With OATH, OpenAM now supports YubiKey authentication. The YubiKey simplifies the process of logging in with a One Time Password token as it does not require the user to re-type long pass codes from a display device into the login field of the computer. The YubiKey is inserted in the USB-port of any computer and the OTP is generated and automatically entered with a simple touch of a button on the YubiKey, and without the need of any client software or drivers.
OpenAM now fully supports Internet Protocol version 6 (IPv6) in addition to IPv4.
OpenAM now fully supports Java 7 environments.
OpenAM Session failover has been modified to be simpler to deploy (OPENAM-625). OpenAM 10.0.1 and earlier required the use of Open Message Queue and Berkeley DB Java Edition, which increased the complexity and amount of time required to get session failover working. OpenAM now writes session data to the configuration data store instead.

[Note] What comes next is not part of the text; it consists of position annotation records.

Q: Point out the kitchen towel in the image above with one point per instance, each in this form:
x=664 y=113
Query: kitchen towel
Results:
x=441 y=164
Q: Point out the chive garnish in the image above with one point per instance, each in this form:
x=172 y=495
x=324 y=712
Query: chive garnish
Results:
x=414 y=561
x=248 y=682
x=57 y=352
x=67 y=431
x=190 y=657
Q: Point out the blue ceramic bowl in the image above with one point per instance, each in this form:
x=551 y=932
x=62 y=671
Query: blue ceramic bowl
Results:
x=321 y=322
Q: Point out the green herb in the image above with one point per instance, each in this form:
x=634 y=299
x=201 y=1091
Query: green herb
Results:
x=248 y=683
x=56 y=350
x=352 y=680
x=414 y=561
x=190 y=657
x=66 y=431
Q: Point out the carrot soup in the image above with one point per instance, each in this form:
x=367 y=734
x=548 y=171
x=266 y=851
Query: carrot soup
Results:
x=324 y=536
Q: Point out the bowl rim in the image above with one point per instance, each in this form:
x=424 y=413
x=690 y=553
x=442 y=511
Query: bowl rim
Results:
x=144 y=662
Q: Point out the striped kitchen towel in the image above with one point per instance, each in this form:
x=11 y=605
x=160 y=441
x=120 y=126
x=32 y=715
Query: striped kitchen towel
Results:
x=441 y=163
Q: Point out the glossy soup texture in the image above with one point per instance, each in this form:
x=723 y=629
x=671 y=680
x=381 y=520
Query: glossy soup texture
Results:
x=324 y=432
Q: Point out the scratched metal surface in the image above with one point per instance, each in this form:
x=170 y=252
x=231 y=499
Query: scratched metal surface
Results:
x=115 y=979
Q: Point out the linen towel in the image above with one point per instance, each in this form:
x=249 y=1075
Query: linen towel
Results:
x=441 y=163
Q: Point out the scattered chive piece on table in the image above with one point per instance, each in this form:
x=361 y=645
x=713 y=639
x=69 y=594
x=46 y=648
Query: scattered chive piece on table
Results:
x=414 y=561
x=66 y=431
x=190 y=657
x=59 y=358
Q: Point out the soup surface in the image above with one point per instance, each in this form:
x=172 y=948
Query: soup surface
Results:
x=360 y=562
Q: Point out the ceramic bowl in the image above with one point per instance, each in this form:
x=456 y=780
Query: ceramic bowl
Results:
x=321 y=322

This implementation also can be used to make sessions persist across restart for single OpenAM servers. The current implementation requires that you use OpenDJ for the configuration data store.
OpenAM now includes a preview of the cloud Dashboard service, part of allowing user self-management of web based applications. (OPENAM-2019).
OpenAM now bundles OpenDJ 2.6.
The Persistent Cookie module has been added to support configuration of cookie lifetimes, based on requests and a maximum time.
IBM WebSphere 8 is now a supported platform. See Preparing IBM WebSphere in the Installation Guide for details on how to setup WebSphere 8.0 and 8.5 before deploying OpenAM.
The policy tree index has been updated so that resources first check the root level of a realm first. The tree will be created from this level, and any subsequent referrals will create another tree specific to the realm where the referral was retrieved. This conserves memory and reduces the amount of time required to load the tree. An intelligent indexing model now assists with quickly identifying relevant policy rules for the resource being authorized.
The zero page login has been modified so that administrators can disable the functionality. The zero page login process is the ability of the user to login using only GET parameters, which presents a possible security issue. Zero page login is now disabled by default (OPENAM-2354).
OpenAM now provides an account expiration post authentication plugin to set an account expiration date on successful login.
Remote clients that register notification URLs with OpenAM can now successfully deregister on shutdown (OPENAM-2766, OPENAM-2765), preventing OpenAM from trying to notify applications that are no longer running.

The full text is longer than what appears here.